Ja, natürlich kenne ich die. Die haben dann zum Beispiel alle Bücher über Jeffrey Dahmer gelesen oder über Charles Manson. Anfang der Neunziger gab es mit dem „Schweigen der Lämmer“ und dem Film von John McNaughton, „Henry. The Portrait of a Serial Killer“, ja eine Art Boom des Genres.

Wie kam es zur dritten Figur des Schreibers?

Durch die Protokolle war schon mal klar, dass es da einen dritten Menschen geben muss. Ich fand das auch sehr wichtig, dass man solch ein klassisches Dreieck baut. Was auch visuell ganz andere Möglichkeiten ergibt, weil man immer, wenn etwa der Professor und Haarmann sich duellieren, die Reaktion des Dritten zeigen kann. Das multipliziert die Inszenierungsmöglichkeiten. Zudem hatte es noch einen weiteren Aspekt, weil sich ein Professor ja nicht mit einem Stenografen einlässt.

Wie meinen Sie das?

Die gehören anderen sozialen Klassen an. Das war dann lustig, weil Pierre Franckh, der den Schreiber gespielt hat, von Anfang an ein bisschen unglücklich darüber war, dass Jürgen Hentsch nicht mit ihm spielt. Was ja sozusagen rollenimmanent war. Natürlich musste sich Jürgen Hentsch auch konzentrieren, dass er nicht weggefegt wird von Götz George. Im Laufe des Drehs, der chronologisch war, entwickelte sich dann aber ein Verhältnis zwischen Haarmann und dem Stenografen. Was für Haarmann, der homosexuelle Vorlieben hatte (lacht), eine andere Aufladung hatte als für den Stenografen. Das ist dann natürlich wunderbar.

Einmal klagt Haarmann über Kopfschmerzen und wünscht, dass man ihm einen Knaben zuführt. In dieser Szene zeigt die Kamera den Stenografen.
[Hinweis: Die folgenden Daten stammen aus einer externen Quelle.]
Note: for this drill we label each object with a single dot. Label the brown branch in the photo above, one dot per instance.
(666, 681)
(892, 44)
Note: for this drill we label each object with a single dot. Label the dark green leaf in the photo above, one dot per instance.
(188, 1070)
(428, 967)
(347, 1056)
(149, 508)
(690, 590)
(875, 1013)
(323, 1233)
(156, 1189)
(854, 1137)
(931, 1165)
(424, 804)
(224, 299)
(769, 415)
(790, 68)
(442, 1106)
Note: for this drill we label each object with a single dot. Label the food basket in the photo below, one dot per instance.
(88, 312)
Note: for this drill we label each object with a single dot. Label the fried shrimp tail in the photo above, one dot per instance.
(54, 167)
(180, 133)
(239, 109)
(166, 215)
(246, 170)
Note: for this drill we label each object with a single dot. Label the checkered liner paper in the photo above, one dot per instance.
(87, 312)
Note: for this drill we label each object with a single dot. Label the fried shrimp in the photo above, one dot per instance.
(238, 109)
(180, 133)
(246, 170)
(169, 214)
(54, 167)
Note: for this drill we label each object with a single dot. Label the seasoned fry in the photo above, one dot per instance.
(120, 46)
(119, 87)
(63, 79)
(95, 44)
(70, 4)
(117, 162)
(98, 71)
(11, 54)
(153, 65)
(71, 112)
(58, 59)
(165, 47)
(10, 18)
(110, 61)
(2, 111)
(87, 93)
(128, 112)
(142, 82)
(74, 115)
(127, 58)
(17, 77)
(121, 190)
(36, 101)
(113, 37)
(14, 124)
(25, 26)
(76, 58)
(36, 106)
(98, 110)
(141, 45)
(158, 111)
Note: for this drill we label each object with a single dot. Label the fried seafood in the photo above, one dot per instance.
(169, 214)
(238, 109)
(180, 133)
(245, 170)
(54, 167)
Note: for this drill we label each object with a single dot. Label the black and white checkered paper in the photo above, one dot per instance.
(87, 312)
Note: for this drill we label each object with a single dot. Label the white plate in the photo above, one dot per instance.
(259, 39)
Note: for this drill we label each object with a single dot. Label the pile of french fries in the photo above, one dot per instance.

Ja, ja (lacht), das ist für den natürlich unangenehm.

Es gibt Momente des Zweifels, wo man nicht mehr sicher ist, ob der Schreiber wirklich ein solches Unschuldslamm ist.

Zweifel gehören zum Kino. Keine Zweifel ist die Domäne des Fernsehens.

Wo Sie es gerade sagen: Zweifel als die Möglichkeit, verschiedene Blicke zu haben?

Ganz genau. Das ist auch eine Gemeinsamkeit zwischen „Warheads“ und dem „Totmacher“. Schon bei „Warheads“ wollten die Leute nicht akzeptieren, dass man selber entscheiden muss, ob das jetzt ein Arsch ist oder nicht.

Die Figur des Aschenbrenner?

Irgend einer der Porträtierten. Weil man vom Fernsehen gewohnt ist, dass da immer ein Kommentator ist. Das Fehlen der klassischen Distanzmittel wird umgedeutet, so als würde ich das Gezeigte …

affirmieren?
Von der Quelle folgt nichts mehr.